Submitted to: International Journal of Sediment Research
Publication Type: Peer Reviewed Journal
Publication Acceptance Date: 12/9/1999
Publication Date: N/A
Citation: N/A Interpretive Summary: Sediment-yield models are needed for surface-mine permitting and planning. However, there are few studies in which sediment data have been collected to determine the effects of mining and reclamation upon sediment delivery to the basin outlet, and to validate models of sediment yield. One model having widespread use (MUSLE) has an important factor called the runoff-energy factor, but has never been tested with surface-mine data. The runoff-energy factor represents the energy supplied by flowing water to transport sediment to a watershed outlet. Data from three experimental watersheds, that were subjected to surface mining and reclamation, were analyzed to determine the most appropriate equation to use for the factor. The study showed that the most practical equation to use was dependent upon total runoff volume and peak flow rate for individual runoff events, and that the widely-used parameters that are associated with this runoff-energy yfactor were not adequate for surface mines. Further study is needed to develop appropriate parameter values for the best model found. The study will be useful to researchers, consultants, university persons, mine operators, and surface-mine regulators.
Technical Abstract: The Modified Universal Soil Loss Equation (MUSLE) is often used for sediment-yield estimations in surface mines for design and impact evaluations. However, it is not known if the widely-used runoff-energy factor of MUSLE is appropriate, or if its parameters are the same for surface mines as for agricultural watersheds from which MUSLE was developed. Suspended-sediment data from three experimental watersheds in Ohio (approximately 10 - 20 ha), subjected to near complete disturbance due to mining and reclamation, were used to investigate five alternate runoff-energy factors in the MUSLE sediment-yield model for use in surface mines.
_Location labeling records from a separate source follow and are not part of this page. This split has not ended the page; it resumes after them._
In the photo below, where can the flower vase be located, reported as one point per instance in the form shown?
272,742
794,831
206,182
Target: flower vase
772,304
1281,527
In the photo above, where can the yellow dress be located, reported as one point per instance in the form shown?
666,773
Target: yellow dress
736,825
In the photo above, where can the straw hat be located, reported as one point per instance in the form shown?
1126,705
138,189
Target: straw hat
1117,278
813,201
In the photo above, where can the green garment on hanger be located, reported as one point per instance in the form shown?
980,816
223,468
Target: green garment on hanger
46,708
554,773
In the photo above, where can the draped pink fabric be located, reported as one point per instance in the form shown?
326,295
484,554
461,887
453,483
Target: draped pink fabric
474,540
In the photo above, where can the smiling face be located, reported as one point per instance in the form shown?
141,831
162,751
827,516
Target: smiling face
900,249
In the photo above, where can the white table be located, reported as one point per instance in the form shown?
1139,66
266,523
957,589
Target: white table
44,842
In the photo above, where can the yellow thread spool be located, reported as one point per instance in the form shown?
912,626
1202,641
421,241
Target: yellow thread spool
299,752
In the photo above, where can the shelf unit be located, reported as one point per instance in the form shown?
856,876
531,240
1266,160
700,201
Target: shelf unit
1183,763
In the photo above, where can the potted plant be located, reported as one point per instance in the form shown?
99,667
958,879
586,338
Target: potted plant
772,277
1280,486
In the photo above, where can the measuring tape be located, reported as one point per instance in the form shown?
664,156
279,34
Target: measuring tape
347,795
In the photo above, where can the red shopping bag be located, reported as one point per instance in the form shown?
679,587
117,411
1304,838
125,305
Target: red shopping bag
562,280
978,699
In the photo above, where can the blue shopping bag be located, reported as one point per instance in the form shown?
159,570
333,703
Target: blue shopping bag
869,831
The evaluation led to the selection of the generalized model form, a'(runoff volume x peak flow rate)**b, as the best choice among models investigated. Exponent b was greater than the widely-used value of 0.56, ranging from 0.68 to 1.10. Parameter b was dependent on whether mining- or rreclamation-related watershed activities were predominant. The original Williams (1975) model fit the data least well of the five energy factors studied.